Ayodhya 2.0: Transformed holy town turns a page with temple pivot
The 'pran pratishtha' has been preceded by infrastructural projects to turn the temple town into what the govt calls a 'Bhavya, Divya, and Navya Ayodhya'
Security forces virtually took over the Hindu holy town of Ayodhya in Uttar Pradesh on Monday (January 22) ahead of the widely-awaited consecration ceremony of a grand Ram temple at the spot where the Babri mosque stood.
Barricades and barbed wires were placed everywhere while police personnel frisked visitors in the town that has undergone a major shift fuelled by massive infrastructure growth ahead of Monday’s (January 22) event.
Infrastructure boom
The consecration ceremony at the newly-built Ram temple will be attended by Prime Minister Narendra Modi and more than 7,000 guests.

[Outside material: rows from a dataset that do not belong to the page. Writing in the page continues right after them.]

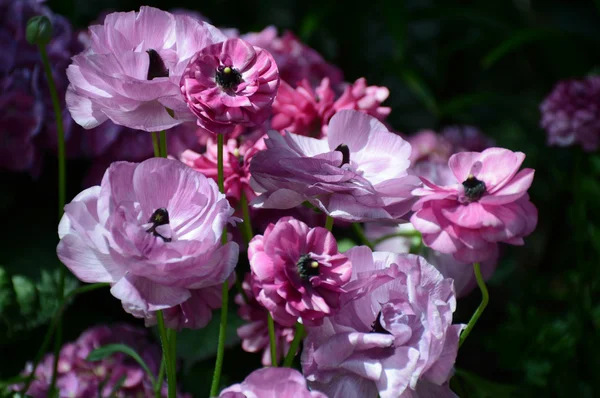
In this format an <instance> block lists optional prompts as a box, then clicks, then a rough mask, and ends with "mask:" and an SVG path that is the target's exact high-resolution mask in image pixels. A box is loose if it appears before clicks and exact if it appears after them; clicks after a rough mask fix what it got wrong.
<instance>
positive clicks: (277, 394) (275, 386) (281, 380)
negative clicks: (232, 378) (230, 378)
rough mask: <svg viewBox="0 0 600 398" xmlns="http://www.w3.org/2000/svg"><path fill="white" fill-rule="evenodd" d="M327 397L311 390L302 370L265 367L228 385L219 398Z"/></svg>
mask: <svg viewBox="0 0 600 398" xmlns="http://www.w3.org/2000/svg"><path fill="white" fill-rule="evenodd" d="M267 397H277V398H327V396H326V395H325V394H323V393H320V392H318V391H310V390H309V389H308V388H307V387H306V380H305V379H304V377H303V376H302V374H301V373H300V372H298V371H297V370H295V369H290V368H263V369H258V370H255V371H254V372H252V373H250V375H249V376H248V377H246V379H245V380H244V381H243V382H242V383H240V384H234V385H232V386H230V387H227V388H226V389H224V390H223V391H221V394H219V398H267Z"/></svg>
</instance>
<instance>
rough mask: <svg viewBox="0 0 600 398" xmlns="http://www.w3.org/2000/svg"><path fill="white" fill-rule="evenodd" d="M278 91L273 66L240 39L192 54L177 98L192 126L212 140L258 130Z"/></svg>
mask: <svg viewBox="0 0 600 398" xmlns="http://www.w3.org/2000/svg"><path fill="white" fill-rule="evenodd" d="M277 87H279V72H278V70H277V64H276V63H275V60H274V59H273V57H272V56H271V54H269V53H268V52H267V51H265V50H263V49H261V48H259V47H253V46H252V45H251V44H249V43H247V42H245V41H244V40H242V39H228V40H226V41H224V42H222V43H219V44H214V45H212V46H208V47H206V48H204V49H203V50H202V51H200V52H198V53H197V54H196V55H194V57H193V58H192V60H191V61H190V63H189V65H188V66H187V68H186V69H185V72H184V74H183V77H182V78H181V92H182V93H183V96H184V98H185V101H186V102H187V105H188V107H189V109H190V110H191V111H192V112H193V113H194V115H196V117H197V118H198V125H199V126H201V127H204V128H205V129H207V130H209V131H212V132H214V133H217V134H223V133H229V132H231V131H233V129H234V128H235V126H236V125H243V126H248V127H253V126H258V125H260V124H262V123H263V122H264V121H265V120H267V118H268V117H269V116H270V114H271V104H273V100H274V98H275V94H276V93H277Z"/></svg>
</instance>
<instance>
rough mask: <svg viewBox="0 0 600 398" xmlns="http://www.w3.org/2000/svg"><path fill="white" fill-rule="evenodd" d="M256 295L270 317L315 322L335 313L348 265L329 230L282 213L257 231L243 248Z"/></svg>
mask: <svg viewBox="0 0 600 398" xmlns="http://www.w3.org/2000/svg"><path fill="white" fill-rule="evenodd" d="M248 259H249V260H250V269H251V271H252V278H253V281H254V283H255V286H254V287H253V289H254V293H255V296H256V300H257V301H258V302H259V303H260V304H262V305H263V306H264V307H265V308H266V309H268V310H269V311H270V312H271V314H272V316H273V319H274V320H275V321H277V322H278V323H280V324H281V325H283V326H293V325H294V324H295V323H296V321H297V320H298V318H302V322H303V323H304V324H305V325H308V324H311V325H318V324H319V323H321V322H322V321H323V318H324V317H326V316H329V315H332V314H334V313H335V311H336V310H337V309H338V308H339V305H340V295H341V294H342V293H343V292H344V290H343V286H344V284H346V282H348V281H349V280H350V276H351V274H352V265H351V264H350V262H349V261H348V258H347V257H346V256H344V255H343V254H341V253H340V252H339V251H338V247H337V243H336V241H335V238H334V236H333V234H332V233H331V232H329V231H328V230H326V229H325V228H321V227H317V228H309V227H308V226H307V225H306V224H304V223H303V222H301V221H298V220H295V219H293V218H291V217H283V218H281V219H280V220H279V221H278V222H277V223H276V224H270V225H269V226H268V227H267V229H266V230H265V232H264V235H257V236H255V237H254V238H253V239H252V240H251V241H250V245H249V248H248Z"/></svg>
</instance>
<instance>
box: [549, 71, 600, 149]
mask: <svg viewBox="0 0 600 398" xmlns="http://www.w3.org/2000/svg"><path fill="white" fill-rule="evenodd" d="M540 111H541V113H542V120H541V122H540V124H541V126H542V128H544V129H545V130H546V131H547V133H548V145H556V146H569V145H573V144H579V145H581V146H582V147H583V149H584V150H586V151H588V152H591V151H595V150H596V149H598V147H599V145H600V76H588V77H586V78H584V79H581V80H563V81H561V82H558V83H557V84H556V86H554V89H553V90H552V92H551V93H550V94H549V95H548V97H546V99H545V100H544V102H542V104H541V105H540Z"/></svg>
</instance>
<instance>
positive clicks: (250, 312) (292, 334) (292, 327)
mask: <svg viewBox="0 0 600 398" xmlns="http://www.w3.org/2000/svg"><path fill="white" fill-rule="evenodd" d="M255 287H256V288H257V289H256V290H257V291H258V289H259V288H258V287H257V286H256V283H254V282H253V278H252V276H251V274H246V278H245V279H244V282H243V283H242V288H243V289H244V293H245V294H246V298H244V297H243V296H242V295H241V294H238V295H236V296H235V302H236V303H237V304H238V305H239V306H240V308H239V309H238V315H239V316H240V318H242V319H243V320H245V321H246V322H248V323H246V324H244V325H242V326H240V327H239V328H238V329H237V333H238V336H239V337H240V339H242V348H243V349H244V351H247V352H261V351H262V364H263V365H264V366H271V365H272V363H271V351H270V350H271V343H270V341H269V331H268V325H267V313H268V312H267V309H266V308H265V307H263V306H262V305H260V304H259V302H258V301H256V297H255V296H254V290H255V289H254V288H255ZM294 334H295V328H294V327H287V326H283V325H281V324H279V323H277V322H275V341H276V348H277V360H278V361H279V360H280V359H281V358H283V357H284V356H285V354H286V353H287V352H288V351H289V349H290V344H291V342H292V340H293V339H294Z"/></svg>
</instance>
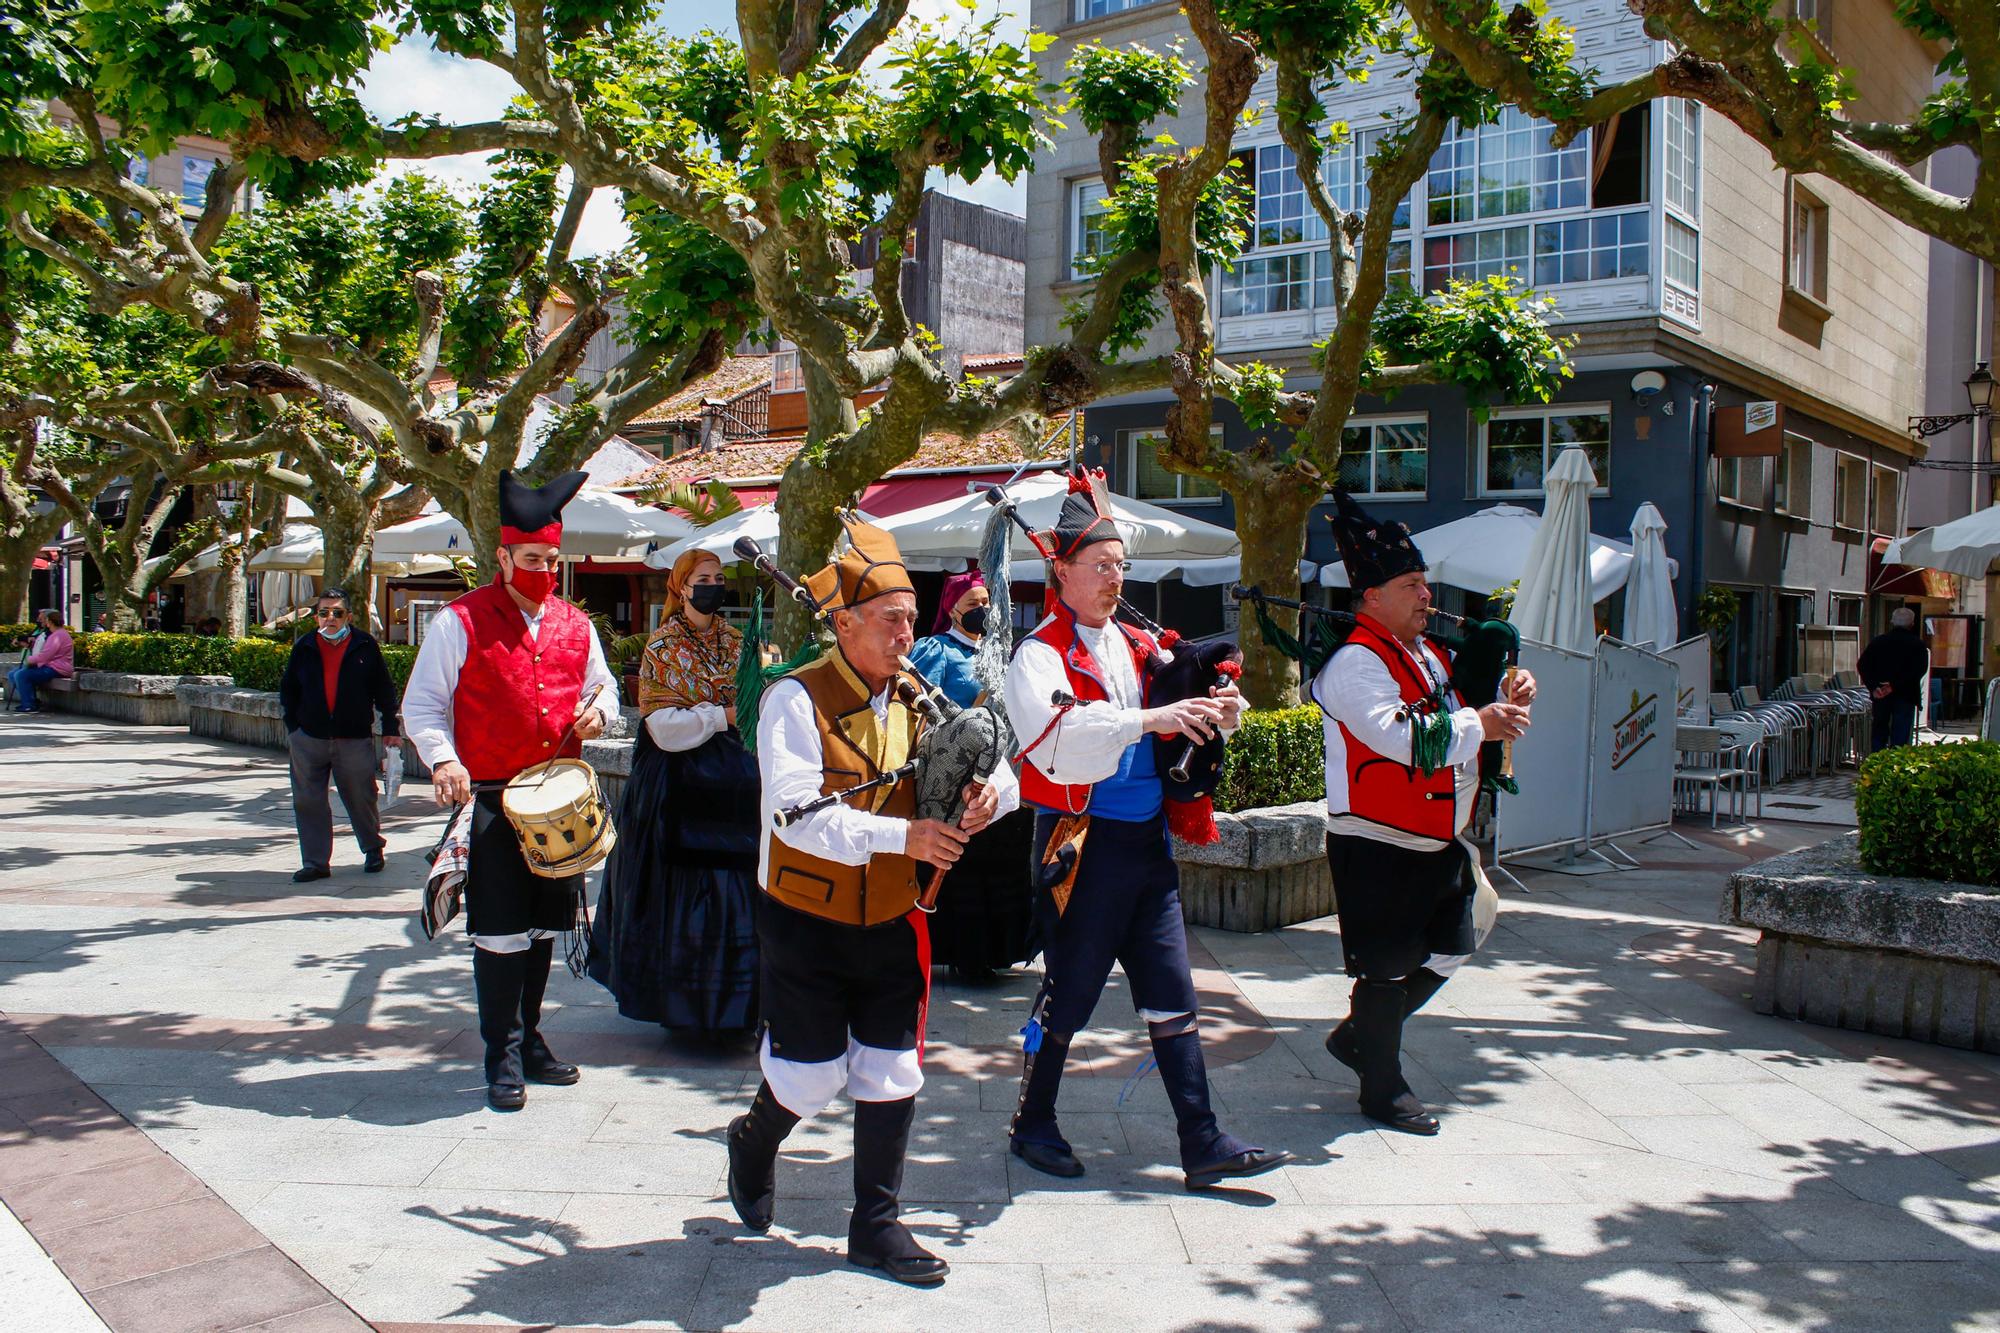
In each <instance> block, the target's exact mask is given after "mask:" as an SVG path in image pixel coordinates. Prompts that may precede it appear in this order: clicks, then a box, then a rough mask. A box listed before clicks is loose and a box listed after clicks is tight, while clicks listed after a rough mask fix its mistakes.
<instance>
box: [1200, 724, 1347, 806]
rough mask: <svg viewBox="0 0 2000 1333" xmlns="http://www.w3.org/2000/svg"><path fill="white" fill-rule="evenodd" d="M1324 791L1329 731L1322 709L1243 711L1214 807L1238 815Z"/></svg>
mask: <svg viewBox="0 0 2000 1333" xmlns="http://www.w3.org/2000/svg"><path fill="white" fill-rule="evenodd" d="M1322 797H1326V733H1324V729H1322V727H1320V711H1318V709H1314V707H1310V705H1306V707H1302V709H1268V711H1252V713H1246V715H1244V721H1242V727H1238V729H1236V735H1234V737H1230V749H1228V759H1224V763H1222V783H1220V785H1218V787H1216V809H1218V811H1224V813H1230V815H1234V813H1236V811H1254V809H1258V807H1266V805H1294V803H1298V801H1320V799H1322Z"/></svg>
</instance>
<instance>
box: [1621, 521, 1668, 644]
mask: <svg viewBox="0 0 2000 1333" xmlns="http://www.w3.org/2000/svg"><path fill="white" fill-rule="evenodd" d="M1624 640H1626V642H1630V644H1634V646H1650V648H1652V650H1654V652H1660V650H1662V648H1670V646H1674V644H1676V642H1680V614H1678V612H1676V610H1674V574H1672V572H1670V570H1668V560H1666V518H1664V516H1662V514H1660V510H1658V508H1656V506H1654V502H1652V500H1646V502H1644V504H1640V506H1638V512H1634V514H1632V576H1630V578H1628V580H1626V620H1624Z"/></svg>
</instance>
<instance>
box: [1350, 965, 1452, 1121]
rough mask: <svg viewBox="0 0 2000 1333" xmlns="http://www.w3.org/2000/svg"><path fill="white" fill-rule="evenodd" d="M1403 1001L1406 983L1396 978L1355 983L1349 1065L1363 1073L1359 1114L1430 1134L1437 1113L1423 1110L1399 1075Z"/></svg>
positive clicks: (1409, 1089)
mask: <svg viewBox="0 0 2000 1333" xmlns="http://www.w3.org/2000/svg"><path fill="white" fill-rule="evenodd" d="M1432 991H1436V987H1432ZM1408 1003H1410V995H1408V987H1406V985H1404V983H1400V981H1366V979H1362V981H1358V983H1354V1013H1352V1015H1350V1017H1348V1023H1350V1025H1352V1031H1354V1057H1356V1065H1354V1067H1356V1073H1360V1077H1362V1093H1360V1103H1362V1115H1366V1117H1368V1119H1370V1121H1376V1123H1380V1125H1386V1127H1388V1129H1396V1131H1402V1133H1406V1135H1434V1133H1438V1117H1434V1115H1430V1111H1426V1109H1424V1103H1422V1101H1418V1099H1416V1093H1412V1091H1410V1085H1408V1083H1404V1079H1402V1021H1404V1015H1406V1011H1408ZM1328 1045H1332V1043H1328Z"/></svg>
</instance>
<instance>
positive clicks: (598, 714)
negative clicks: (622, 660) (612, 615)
mask: <svg viewBox="0 0 2000 1333" xmlns="http://www.w3.org/2000/svg"><path fill="white" fill-rule="evenodd" d="M582 484H584V474H582V472H564V474H562V476H558V478H556V480H552V482H548V484H546V486H542V488H540V490H536V488H530V486H524V484H520V482H518V480H514V474H512V472H502V474H500V550H498V560H500V574H498V576H496V578H494V580H492V582H490V584H486V586H482V588H474V590H472V592H466V594H464V596H460V598H458V600H454V602H452V604H450V606H446V608H444V610H440V612H438V614H436V618H434V620H432V622H430V628H428V630H426V632H424V646H422V650H418V654H416V667H414V669H412V671H410V685H408V689H406V691H404V697H402V701H404V703H402V707H404V733H406V735H408V737H410V741H414V743H416V751H418V755H420V757H422V759H424V763H426V765H428V767H430V781H432V791H434V793H436V799H438V805H450V807H458V805H464V803H466V801H472V803H474V809H472V835H470V849H468V863H466V931H468V933H470V935H472V985H474V991H476V993H478V1005H480V1037H482V1039H484V1041H486V1101H488V1103H490V1105H492V1109H494V1111H518V1109H520V1107H522V1105H526V1101H528V1089H526V1081H530V1079H532V1081H534V1083H576V1079H578V1071H576V1065H564V1063H562V1061H558V1059H556V1057H554V1053H552V1051H550V1049H548V1043H546V1041H544V1039H542V1033H540V1019H542V993H544V991H546V989H548V967H550V961H552V959H554V937H556V935H558V933H562V931H572V929H576V915H578V905H580V903H582V893H584V877H582V875H570V877H564V879H546V877H538V875H534V873H530V871H528V863H526V859H524V857H522V851H520V841H518V839H516V835H514V829H512V827H510V825H508V821H506V817H504V815H502V811H500V791H502V787H506V783H508V779H512V777H516V775H518V773H522V771H524V769H530V767H534V765H540V763H544V761H548V759H556V757H574V755H578V753H580V749H582V743H584V741H590V739H594V737H600V735H604V721H606V719H608V717H610V709H614V707H616V699H618V681H616V679H614V677H612V673H610V667H606V662H604V648H602V646H600V644H598V636H596V632H594V630H592V626H590V616H586V614H584V612H582V610H578V608H576V606H572V604H570V602H566V600H562V598H560V596H556V556H558V552H560V546H562V518H560V514H562V506H564V504H568V502H570V496H574V494H576V492H578V490H580V488H582ZM592 687H602V693H600V695H598V697H596V703H594V705H592V707H590V709H586V707H584V699H588V697H590V693H592ZM570 723H576V727H574V733H572V731H570ZM566 733H570V739H568V741H564V735H566Z"/></svg>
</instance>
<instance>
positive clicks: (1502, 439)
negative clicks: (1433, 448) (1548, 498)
mask: <svg viewBox="0 0 2000 1333" xmlns="http://www.w3.org/2000/svg"><path fill="white" fill-rule="evenodd" d="M1570 444H1576V446H1580V448H1582V450H1584V456H1586V458H1590V470H1592V472H1596V474H1598V488H1596V490H1594V492H1592V494H1610V486H1612V414H1610V408H1572V406H1562V408H1498V410H1494V414H1492V418H1490V420H1488V422H1486V426H1484V428H1482V430H1480V492H1482V494H1542V492H1544V488H1546V486H1544V482H1546V478H1548V468H1550V466H1552V464H1554V462H1556V454H1560V452H1562V450H1564V448H1568V446H1570Z"/></svg>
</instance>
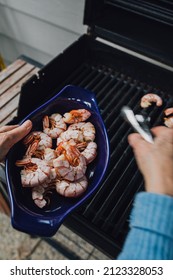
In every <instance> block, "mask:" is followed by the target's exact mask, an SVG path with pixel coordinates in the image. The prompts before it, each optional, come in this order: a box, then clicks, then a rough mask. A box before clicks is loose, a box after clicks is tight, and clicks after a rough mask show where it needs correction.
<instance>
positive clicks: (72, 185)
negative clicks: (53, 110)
mask: <svg viewBox="0 0 173 280" xmlns="http://www.w3.org/2000/svg"><path fill="white" fill-rule="evenodd" d="M90 116H91V113H90V112H89V111H88V110H86V109H78V110H71V111H70V112H67V113H65V114H64V115H63V116H62V115H61V114H59V113H54V114H52V115H50V116H48V115H46V116H44V117H43V120H42V123H43V131H32V132H31V133H30V134H29V135H27V136H26V137H25V138H24V140H23V144H24V145H25V147H26V152H25V155H24V156H23V158H22V159H21V160H17V161H16V165H17V166H18V167H22V169H21V171H20V175H21V183H22V186H23V187H30V188H31V191H32V199H33V201H34V203H35V204H36V205H37V206H38V207H39V208H43V207H45V206H46V205H49V203H50V195H49V194H50V193H52V190H53V189H55V190H56V191H57V193H59V194H60V195H62V196H65V197H79V196H80V195H82V194H83V193H84V192H85V190H86V189H87V186H88V179H87V177H86V174H85V173H86V170H87V165H88V164H89V163H91V162H92V161H93V160H94V159H95V157H96V155H97V144H96V142H94V140H95V134H96V130H95V127H94V125H93V124H92V123H91V122H88V121H87V122H86V120H87V119H88V118H89V117H90ZM53 139H55V140H53ZM53 141H54V142H56V147H55V148H53Z"/></svg>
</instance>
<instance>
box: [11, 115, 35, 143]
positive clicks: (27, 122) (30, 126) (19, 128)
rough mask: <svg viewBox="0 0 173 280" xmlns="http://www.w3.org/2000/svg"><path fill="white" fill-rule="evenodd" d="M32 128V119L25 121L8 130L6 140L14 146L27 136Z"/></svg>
mask: <svg viewBox="0 0 173 280" xmlns="http://www.w3.org/2000/svg"><path fill="white" fill-rule="evenodd" d="M31 128H32V122H31V121H30V120H27V121H25V122H24V123H23V124H22V125H20V126H18V127H16V128H14V129H12V130H10V131H8V132H7V133H6V140H7V141H9V145H10V146H13V145H14V144H16V143H17V142H18V141H19V140H21V139H22V138H23V137H25V136H26V135H27V134H28V133H29V132H30V130H31Z"/></svg>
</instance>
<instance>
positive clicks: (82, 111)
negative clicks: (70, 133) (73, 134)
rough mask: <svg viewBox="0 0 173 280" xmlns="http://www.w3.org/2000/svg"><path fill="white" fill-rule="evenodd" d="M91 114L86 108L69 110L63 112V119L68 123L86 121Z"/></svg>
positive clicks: (63, 119)
mask: <svg viewBox="0 0 173 280" xmlns="http://www.w3.org/2000/svg"><path fill="white" fill-rule="evenodd" d="M90 116H91V113H90V112H89V111H88V110H86V109H78V110H71V111H70V112H68V113H65V114H64V117H63V120H64V121H65V122H66V123H68V124H71V123H78V122H83V121H86V120H87V119H88V118H89V117H90Z"/></svg>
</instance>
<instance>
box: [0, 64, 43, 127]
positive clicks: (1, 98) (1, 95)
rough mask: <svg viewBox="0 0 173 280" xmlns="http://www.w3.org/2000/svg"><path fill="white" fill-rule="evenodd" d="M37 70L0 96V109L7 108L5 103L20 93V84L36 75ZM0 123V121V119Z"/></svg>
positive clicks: (12, 98)
mask: <svg viewBox="0 0 173 280" xmlns="http://www.w3.org/2000/svg"><path fill="white" fill-rule="evenodd" d="M38 70H39V68H34V69H33V70H32V71H31V72H29V73H28V74H27V75H26V76H25V77H23V78H22V79H21V80H19V82H18V83H16V84H14V85H13V86H12V87H11V88H9V89H8V90H7V91H5V92H4V93H3V94H2V95H1V96H0V109H1V108H3V107H4V106H8V104H7V103H8V102H9V101H10V100H11V99H13V98H14V97H15V96H16V95H17V94H19V93H20V91H21V86H22V84H23V83H24V82H26V80H28V79H29V78H30V77H31V76H32V75H34V74H36V73H37V72H38ZM0 123H1V119H0Z"/></svg>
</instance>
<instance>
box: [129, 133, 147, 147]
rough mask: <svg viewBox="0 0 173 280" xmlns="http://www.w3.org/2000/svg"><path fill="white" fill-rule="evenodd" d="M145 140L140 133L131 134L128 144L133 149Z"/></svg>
mask: <svg viewBox="0 0 173 280" xmlns="http://www.w3.org/2000/svg"><path fill="white" fill-rule="evenodd" d="M142 140H143V138H142V137H141V135H140V134H139V133H131V134H129V135H128V143H129V145H130V146H131V147H134V146H136V144H137V143H138V142H139V141H142Z"/></svg>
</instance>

The 'pran pratishtha' has been preceded by a string of infrastructural projects to turn the temple town into what the government calls a 'Bhavya, Divya, and Navya Ayodhya'.
Widened roads
With a new airport, a redeveloped railway station, two widened roads - Ram Path and Dharm Path - which are now showpiece streets, multi-level car parking facilities, e-buses, a dedicated multilingual tourist app, and new luxury hotels on the horizon, Ayodhya has majorly changed.
The is the town where Hindus believe Lord Ram was born.
Redeveloping Ayodhya
The airport and the railway station, equipped with modern facilities, bear a cladding of sandstone with the design drawn from the architectural elements of the newly-built Ram temple.
"Ayodhya is undergoing a 'nav nirman' (new construction) and infrastructure is changing. We have to give a new identity to Ayodhya at the global level," Uttar Pradesh Chief Minister Yogi Adityanath said recently after flagging off a fleet of e-buses for the city.
Nagara style
The state government's infrastructure expansion is driven and centred around the grand temple, whose 'bhoomipujan' was performed by Modi in August 2020.
Built in the traditional Nagara style, the temple will be 380 feet long (east-west direction), 250 feet wide, and 161 feet high. Each floor will be 20 feet high and have a total of 392 pillars and 44 gates.
Ram Path
To facilitate devotees to reach this temple, the government has redeveloped four roads, including the 13-km Ram Path from Sahadatganj to Naya Ghat Chouraha - for which partial demolition of a large number of shops, houses, and other buildings was carried out.
The widened Ram Path with uniform facades of buildings on both sides, ornamental lamp posts bearing a design representing the traditional 'Ramanadi tilak', and the 40 Surya Stambhs installed along Dharm Path and the Lata Mangeshkar Chowk are new tourist attractions in the town.
New hotels
Anoop Kumar, who runs Hotel Shri Ram Bhawan near Asharfi Bhawan, says people earlier visited Ayodhya, but "very few stayed for a day, let alone a longer duration".
"Earlier, people visited Ramjanmabhoomi, Hanumangarhi temple, Kanak Bhawan, Asharfi Bhawan, and left the same day. Now, visitors want to stay for a day or even longer to explore other places like Ram ki Paidi, Surya Kund, and other temples," he told PTI.
Then and now
Kumar, who built this property in February 2023, said a large number of new budget hotels, lodges, and homestays have sprung up in the city after the 2019 Supreme Court verdict paved the way for the Ram temple.
"The Mandir-Masjid dispute had halted the city's growth. But the construction of the temple has driven the infrastructure push which in turn has fuelled Ayodhya's growth story," he said.
Businesses boom
Prabharaj Palace, a new lodge that was opened a couple of months ago in Begumpura area, has mounted a banner-size poster of the Ram temple in its lobby.
"The excitement that preceded the 'Pran Pratishtha' ceremony had pushed our business, and it is expected to grow for the next several months," Deepak, a managerial staff at the lodge, told PTI.